Whose opinion polls count?
Professor Wadan Narsey
Friday, June 06, 2014
VOTERS are being presented with the results of opinion polls by different groups of people.
Allegations are being made about polls being deliberately “biased”.
But there is no need to allege that results are being deliberately manipulated one way or another.
The reality of sample surveys is that errors in methodology can easily give “wrong” results, even if the pollsters are genuine in their intentions.
Readers will find it easier if they read through my tabular comparison of the Razor and Tebutt polls, with a genuinely good sample survey (even as low as two per cent), run by the Fiji Bureau of Statistics.
Basically, if today we wanted to waste taxpayers’ money by asking all of Fiji’s 550,000 voters in an “opinion poll” to give their answers in the same secret way they will do in the polling booth in September (i.e. without telling any official how exactly they voted), of course, you will get a perfectly accurate answer, the same as you would get in the September election.

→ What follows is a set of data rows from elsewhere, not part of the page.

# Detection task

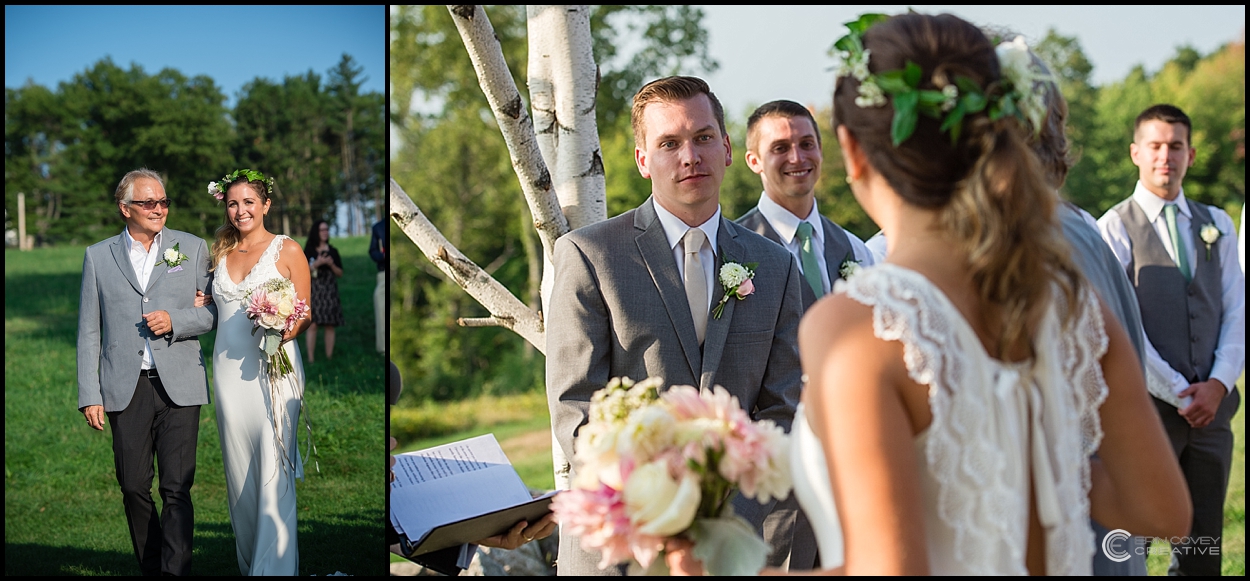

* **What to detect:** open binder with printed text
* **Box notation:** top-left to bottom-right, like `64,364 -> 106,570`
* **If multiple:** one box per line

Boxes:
389,433 -> 558,557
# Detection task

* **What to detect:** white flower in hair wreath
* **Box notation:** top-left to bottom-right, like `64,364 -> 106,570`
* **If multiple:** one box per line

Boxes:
832,13 -> 1052,146
207,169 -> 276,201
156,242 -> 189,268
1199,223 -> 1223,260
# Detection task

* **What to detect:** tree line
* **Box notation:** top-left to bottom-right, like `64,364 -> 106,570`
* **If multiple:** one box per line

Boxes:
393,8 -> 1243,403
5,53 -> 384,246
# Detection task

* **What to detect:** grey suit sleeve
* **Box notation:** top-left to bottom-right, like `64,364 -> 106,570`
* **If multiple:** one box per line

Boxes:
545,235 -> 613,473
168,237 -> 217,339
77,249 -> 103,410
753,255 -> 804,433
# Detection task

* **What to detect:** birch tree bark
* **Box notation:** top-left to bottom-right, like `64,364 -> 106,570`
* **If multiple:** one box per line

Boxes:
390,5 -> 607,353
445,4 -> 571,261
390,178 -> 546,351
527,5 -> 607,232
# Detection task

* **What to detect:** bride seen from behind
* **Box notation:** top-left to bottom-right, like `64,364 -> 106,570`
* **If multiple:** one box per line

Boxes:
670,11 -> 1190,576
799,13 -> 1191,575
207,169 -> 313,575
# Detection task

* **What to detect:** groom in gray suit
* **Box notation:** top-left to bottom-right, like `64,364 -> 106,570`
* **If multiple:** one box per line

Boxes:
547,76 -> 806,575
77,168 -> 216,576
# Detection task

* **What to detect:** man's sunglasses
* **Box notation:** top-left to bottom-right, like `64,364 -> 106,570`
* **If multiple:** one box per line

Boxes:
129,199 -> 171,210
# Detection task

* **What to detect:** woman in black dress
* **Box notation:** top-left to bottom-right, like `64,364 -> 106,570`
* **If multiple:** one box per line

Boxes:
303,220 -> 344,362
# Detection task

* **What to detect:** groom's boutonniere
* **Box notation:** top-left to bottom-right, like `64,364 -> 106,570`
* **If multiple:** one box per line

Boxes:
1199,223 -> 1222,261
838,253 -> 862,280
712,260 -> 757,319
157,243 -> 190,272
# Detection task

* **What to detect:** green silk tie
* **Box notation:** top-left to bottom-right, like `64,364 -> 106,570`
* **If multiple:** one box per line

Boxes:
1164,203 -> 1192,282
795,221 -> 824,298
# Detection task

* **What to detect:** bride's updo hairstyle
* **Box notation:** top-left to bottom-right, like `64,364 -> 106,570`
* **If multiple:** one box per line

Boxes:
210,171 -> 273,270
833,13 -> 1082,357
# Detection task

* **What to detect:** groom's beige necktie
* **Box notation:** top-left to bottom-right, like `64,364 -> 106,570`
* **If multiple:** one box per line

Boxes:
684,228 -> 708,344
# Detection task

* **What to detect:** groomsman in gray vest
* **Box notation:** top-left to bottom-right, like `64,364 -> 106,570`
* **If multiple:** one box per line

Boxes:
1097,104 -> 1244,576
547,77 -> 806,576
733,100 -> 873,570
736,100 -> 875,312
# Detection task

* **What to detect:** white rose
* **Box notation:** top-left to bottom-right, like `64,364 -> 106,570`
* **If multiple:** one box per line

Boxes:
1200,223 -> 1221,245
261,313 -> 284,329
163,249 -> 180,263
276,295 -> 295,317
719,263 -> 750,288
624,461 -> 701,537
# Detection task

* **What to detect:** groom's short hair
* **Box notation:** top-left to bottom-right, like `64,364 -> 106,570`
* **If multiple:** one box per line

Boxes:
115,168 -> 166,206
630,76 -> 726,149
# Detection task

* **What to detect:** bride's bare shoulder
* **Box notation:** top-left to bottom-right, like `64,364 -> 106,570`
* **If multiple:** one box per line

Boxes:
799,292 -> 876,350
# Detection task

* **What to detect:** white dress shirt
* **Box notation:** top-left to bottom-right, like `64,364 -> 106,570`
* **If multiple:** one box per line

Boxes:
123,227 -> 164,370
755,193 -> 875,295
653,201 -> 718,312
1097,183 -> 1245,398
864,230 -> 887,264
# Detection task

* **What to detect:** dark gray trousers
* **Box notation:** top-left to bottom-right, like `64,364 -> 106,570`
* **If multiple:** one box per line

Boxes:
108,372 -> 200,576
1153,390 -> 1240,576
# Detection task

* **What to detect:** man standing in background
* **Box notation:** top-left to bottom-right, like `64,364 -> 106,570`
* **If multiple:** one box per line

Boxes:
1097,104 -> 1244,576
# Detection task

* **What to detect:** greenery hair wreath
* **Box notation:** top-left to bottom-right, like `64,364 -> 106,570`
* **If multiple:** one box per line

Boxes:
832,13 -> 1051,146
208,169 -> 275,201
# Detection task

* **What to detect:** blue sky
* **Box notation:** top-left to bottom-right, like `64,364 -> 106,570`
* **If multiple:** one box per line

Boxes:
699,5 -> 1246,116
5,5 -> 385,106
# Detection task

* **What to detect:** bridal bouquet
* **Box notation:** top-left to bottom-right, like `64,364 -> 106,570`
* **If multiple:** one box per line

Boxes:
551,377 -> 791,575
245,278 -> 310,381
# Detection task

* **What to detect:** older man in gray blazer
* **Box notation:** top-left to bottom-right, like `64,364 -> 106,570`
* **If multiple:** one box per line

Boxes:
78,168 -> 216,576
547,76 -> 805,576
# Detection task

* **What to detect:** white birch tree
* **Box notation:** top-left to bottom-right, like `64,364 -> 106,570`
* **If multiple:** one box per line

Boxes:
390,5 -> 605,353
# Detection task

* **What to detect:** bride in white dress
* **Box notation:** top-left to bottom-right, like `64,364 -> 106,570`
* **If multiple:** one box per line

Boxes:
207,170 -> 312,575
666,12 -> 1191,577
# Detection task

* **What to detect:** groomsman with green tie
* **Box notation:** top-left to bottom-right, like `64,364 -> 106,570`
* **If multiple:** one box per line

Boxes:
734,100 -> 875,571
1097,104 -> 1244,577
736,100 -> 876,311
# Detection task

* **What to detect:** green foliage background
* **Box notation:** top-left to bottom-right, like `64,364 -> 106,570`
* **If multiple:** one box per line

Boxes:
389,9 -> 1245,407
6,54 -> 384,246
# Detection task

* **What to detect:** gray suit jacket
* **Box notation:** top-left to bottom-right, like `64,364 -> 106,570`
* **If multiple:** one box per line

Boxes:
547,197 -> 805,575
77,229 -> 216,412
736,207 -> 857,311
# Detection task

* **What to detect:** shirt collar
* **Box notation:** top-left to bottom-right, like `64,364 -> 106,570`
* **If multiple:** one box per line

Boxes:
653,199 -> 720,255
1132,181 -> 1191,222
123,227 -> 163,254
757,191 -> 822,245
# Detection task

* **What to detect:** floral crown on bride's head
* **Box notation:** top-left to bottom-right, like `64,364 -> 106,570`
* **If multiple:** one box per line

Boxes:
832,13 -> 1051,147
208,169 -> 275,201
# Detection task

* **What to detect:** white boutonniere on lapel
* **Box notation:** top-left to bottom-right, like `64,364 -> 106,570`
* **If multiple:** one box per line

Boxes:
1199,223 -> 1222,261
712,260 -> 757,319
157,243 -> 190,272
838,253 -> 862,280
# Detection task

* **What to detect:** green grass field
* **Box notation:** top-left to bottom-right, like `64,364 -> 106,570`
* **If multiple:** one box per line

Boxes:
4,236 -> 387,576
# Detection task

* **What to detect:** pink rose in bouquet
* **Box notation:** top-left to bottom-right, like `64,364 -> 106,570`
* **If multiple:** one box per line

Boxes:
245,278 -> 310,381
551,377 -> 791,575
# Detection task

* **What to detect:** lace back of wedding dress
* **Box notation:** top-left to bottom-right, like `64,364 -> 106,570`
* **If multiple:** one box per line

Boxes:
832,264 -> 1109,575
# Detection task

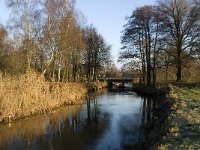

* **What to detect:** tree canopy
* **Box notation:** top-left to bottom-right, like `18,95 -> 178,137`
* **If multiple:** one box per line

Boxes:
0,0 -> 112,82
119,0 -> 200,85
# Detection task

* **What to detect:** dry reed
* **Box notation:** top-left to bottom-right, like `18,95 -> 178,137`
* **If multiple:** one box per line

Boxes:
0,70 -> 87,124
87,81 -> 107,91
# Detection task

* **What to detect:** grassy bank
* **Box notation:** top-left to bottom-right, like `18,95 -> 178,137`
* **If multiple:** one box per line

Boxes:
0,70 -> 87,124
133,84 -> 170,96
159,86 -> 200,149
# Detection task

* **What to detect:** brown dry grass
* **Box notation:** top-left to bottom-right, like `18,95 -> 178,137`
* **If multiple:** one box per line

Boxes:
87,81 -> 107,91
0,70 -> 87,123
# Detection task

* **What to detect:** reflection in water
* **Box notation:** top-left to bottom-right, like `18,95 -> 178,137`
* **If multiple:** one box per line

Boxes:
0,90 -> 158,150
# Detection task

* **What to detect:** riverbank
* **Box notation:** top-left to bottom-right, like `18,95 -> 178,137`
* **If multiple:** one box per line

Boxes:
141,95 -> 173,149
158,86 -> 200,149
0,87 -> 150,149
0,70 -> 87,124
133,84 -> 170,97
136,84 -> 200,149
86,81 -> 107,91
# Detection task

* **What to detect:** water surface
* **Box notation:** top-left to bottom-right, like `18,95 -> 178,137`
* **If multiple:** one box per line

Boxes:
0,90 -> 156,150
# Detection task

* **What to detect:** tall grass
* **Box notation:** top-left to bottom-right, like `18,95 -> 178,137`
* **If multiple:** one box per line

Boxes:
0,70 -> 87,123
86,81 -> 107,91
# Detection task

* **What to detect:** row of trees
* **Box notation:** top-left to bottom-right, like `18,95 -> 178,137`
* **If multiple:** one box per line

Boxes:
119,0 -> 200,86
0,0 -> 111,82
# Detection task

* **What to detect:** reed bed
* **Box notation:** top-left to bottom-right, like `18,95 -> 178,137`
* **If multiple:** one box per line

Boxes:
0,70 -> 87,124
87,81 -> 107,91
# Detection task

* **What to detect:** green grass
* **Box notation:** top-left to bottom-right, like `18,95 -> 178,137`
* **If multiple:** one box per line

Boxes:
159,86 -> 200,150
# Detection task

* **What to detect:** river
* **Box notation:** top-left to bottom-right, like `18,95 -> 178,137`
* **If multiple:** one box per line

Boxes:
0,90 -> 157,150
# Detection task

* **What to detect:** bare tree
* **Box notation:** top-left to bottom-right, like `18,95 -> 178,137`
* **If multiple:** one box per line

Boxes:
120,5 -> 164,86
83,25 -> 111,81
5,0 -> 111,83
7,0 -> 42,69
158,0 -> 200,81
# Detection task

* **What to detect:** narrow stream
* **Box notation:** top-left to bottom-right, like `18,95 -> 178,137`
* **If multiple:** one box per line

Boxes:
0,90 -> 157,150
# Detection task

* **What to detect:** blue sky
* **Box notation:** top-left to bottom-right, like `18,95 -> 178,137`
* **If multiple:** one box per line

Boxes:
76,0 -> 156,67
0,0 -> 156,68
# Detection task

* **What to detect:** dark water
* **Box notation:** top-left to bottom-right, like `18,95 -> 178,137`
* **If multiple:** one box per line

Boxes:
0,90 -> 157,150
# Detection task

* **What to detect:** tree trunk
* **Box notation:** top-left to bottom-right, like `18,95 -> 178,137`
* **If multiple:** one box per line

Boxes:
52,62 -> 55,81
145,37 -> 151,86
146,57 -> 151,86
145,25 -> 151,86
176,50 -> 182,81
142,60 -> 146,84
58,65 -> 61,82
93,62 -> 97,81
152,68 -> 156,87
176,42 -> 182,81
165,65 -> 168,81
139,32 -> 146,84
43,50 -> 55,80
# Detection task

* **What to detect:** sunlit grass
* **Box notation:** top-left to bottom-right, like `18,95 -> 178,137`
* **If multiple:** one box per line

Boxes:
86,81 -> 107,91
0,70 -> 87,124
159,86 -> 200,150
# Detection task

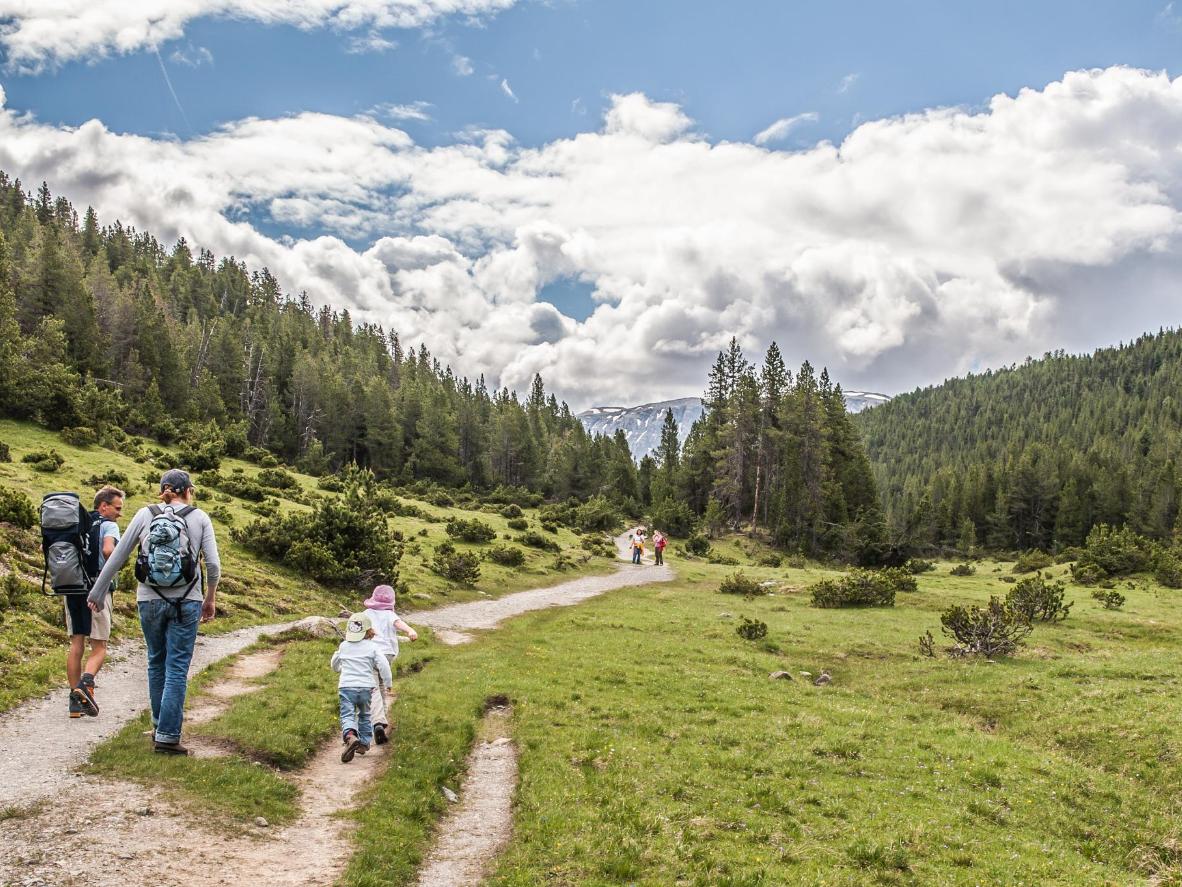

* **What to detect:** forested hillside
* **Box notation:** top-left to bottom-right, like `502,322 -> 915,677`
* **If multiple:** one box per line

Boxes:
0,173 -> 642,501
0,172 -> 880,554
855,330 -> 1182,551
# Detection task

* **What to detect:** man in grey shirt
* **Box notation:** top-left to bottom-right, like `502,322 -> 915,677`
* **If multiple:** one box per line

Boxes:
88,469 -> 220,755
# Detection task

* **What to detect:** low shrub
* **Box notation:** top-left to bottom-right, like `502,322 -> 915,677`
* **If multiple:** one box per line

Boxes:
540,521 -> 558,534
232,495 -> 401,586
949,563 -> 975,576
505,517 -> 528,531
0,487 -> 37,529
785,554 -> 807,569
1055,546 -> 1085,564
1069,562 -> 1106,586
905,558 -> 936,574
200,471 -> 267,502
485,544 -> 526,567
81,471 -> 130,488
880,566 -> 918,593
1153,550 -> 1182,589
499,504 -> 523,519
1005,574 -> 1073,622
718,571 -> 764,596
809,569 -> 896,608
428,490 -> 454,508
445,517 -> 497,544
432,549 -> 481,585
257,468 -> 300,490
1075,524 -> 1153,578
207,505 -> 235,525
318,476 -> 345,493
736,616 -> 768,641
939,597 -> 1032,658
579,535 -> 615,558
683,535 -> 710,557
1092,588 -> 1126,609
518,530 -> 560,552
757,553 -> 783,568
0,441 -> 9,462
1012,550 -> 1054,573
707,552 -> 740,566
21,449 -> 64,472
60,426 -> 98,447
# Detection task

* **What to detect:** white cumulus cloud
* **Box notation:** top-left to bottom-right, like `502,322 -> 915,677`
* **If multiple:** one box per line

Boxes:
0,0 -> 520,71
0,67 -> 1180,408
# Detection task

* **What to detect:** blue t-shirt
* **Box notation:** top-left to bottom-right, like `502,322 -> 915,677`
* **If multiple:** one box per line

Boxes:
97,519 -> 121,590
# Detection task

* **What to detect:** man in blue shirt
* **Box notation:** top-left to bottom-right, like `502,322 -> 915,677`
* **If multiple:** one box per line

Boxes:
66,485 -> 123,718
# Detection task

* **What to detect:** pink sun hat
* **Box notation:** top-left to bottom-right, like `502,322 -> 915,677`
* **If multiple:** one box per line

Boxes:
363,584 -> 396,610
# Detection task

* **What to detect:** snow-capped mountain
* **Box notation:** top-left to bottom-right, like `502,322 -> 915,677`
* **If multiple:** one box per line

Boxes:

To save some money, you could ask a genuine random sample of 20,000 voters, and you would still get a pretty accurate result of each party’s support.
To save even more money, you could ask an even smaller 5000 voters randomly selected by the Fiji Bureau of Statistics, to vote in the same secret way, and in my opinion, you will still get a pretty accurate answer, even if there will be some small errors.
BUT, a genuine random survey of even 5000 voters all over Fiji, urban and rural areas, including the outer islands, will cost you heaps of money, which no polling company wants to spend.
The possibility of sampling error becomes larger, as the sample size becomes smaller. And if, to save money by not going all over Fiji, the persons polled are not truly randomly representative of all voters, then the results can be quite biased, or even worthless.
What happens then when you ask only 600 voters (Razor Group) or 1032 voters (Tebbutt Poll), using their particular methods?
What is a good opinion poll?
For any opinion poll, the possibility of systematic errors and biases depend on the following:
(1) Who owns and/or controls the opinion poll? Could it lead to bias?
(2) How are the questions asked and responses recorded?
(3) How randomly are the respondents selected?
(4) How many respondents are selected relative to the population of voters (which will be around 550,000)?
(5) How close might be the true party support results in the September election, for both large parties and small?
Using these five criteria, I present a comparison of the Razor and Tebbutt polls with the independent accurate sample surveys done by the Fiji Bureau of Statistics. Although FBS surveys are household incomes and expenditures or employment, the principles are exactly the same as in opinion polls.
(Please refer to the tables above now)
While the Razor Research team results are not necessarily biased because of these relationships, the intelligent voters cannot avoid a perception of the possibility of bias in favour of the Bainimarama government, especially when the internal Razor Research processes are not available to public scrutiny.
What of other opinion polls?
There are online opinion polls run by various blogs, where the readers can click on the possible answers and the blog site automatically adds up the numbers supporting the various options.
While the respondents are anonymous, and no one knows how many times they can “vote”, the blog-sites are already known to be either opposed or supportive of the Bainimarama government.
Most of the respondents therefore also probably have similar opinions to that of the blog-site, so the results may be inherently biased.
Sometimes, “opinion polls of taxidrivers” are used by lazy international journalists.
Landing at Nadi sloshed and jet-lagged from their flights from London or Sydney, they want to want to write a quick story on Fiji’s politics, before heading off for fun and frolic to Denerau.
But 70 per cent of voters do not regularly travel by taxis, hence the taxi-driver poll is also unreliable.
Then you can have the “1 person opinion poll”.
Making the rounds on the Internet currently are stories that Nostradamus, five hundred years ago, predicted the victory and even the name of India’s latest Prime Minister, Narendra Modi.
So here is this “Narseydamus Opinion Poll” with three predictions:
1. There will be a hung parliament (i.e. no party will win more than 25 seats) with two large parties very close in the results, so there will probably be a coalition government;
2. There will be the rise of a third party whose support might even approach that of the two large parties, with the third smaller party being the “king-maker”.
3. At least 1 Independent candidate will get more votes than at least 10 of the parliamentarians elected under the umbrella of the larger parties.
But I would not put any of my hard-earned personal money on the “Narseydamus Opinion Poll”.
* These are the views of Professor Wadan Narsey and not of The Fiji Times. Professor Narsey was a parliamentarian from 1996 to 1999 after which he has had no political affiliations. He has stated to The Fiji Times he is not aligned to any political party and will not contest the election.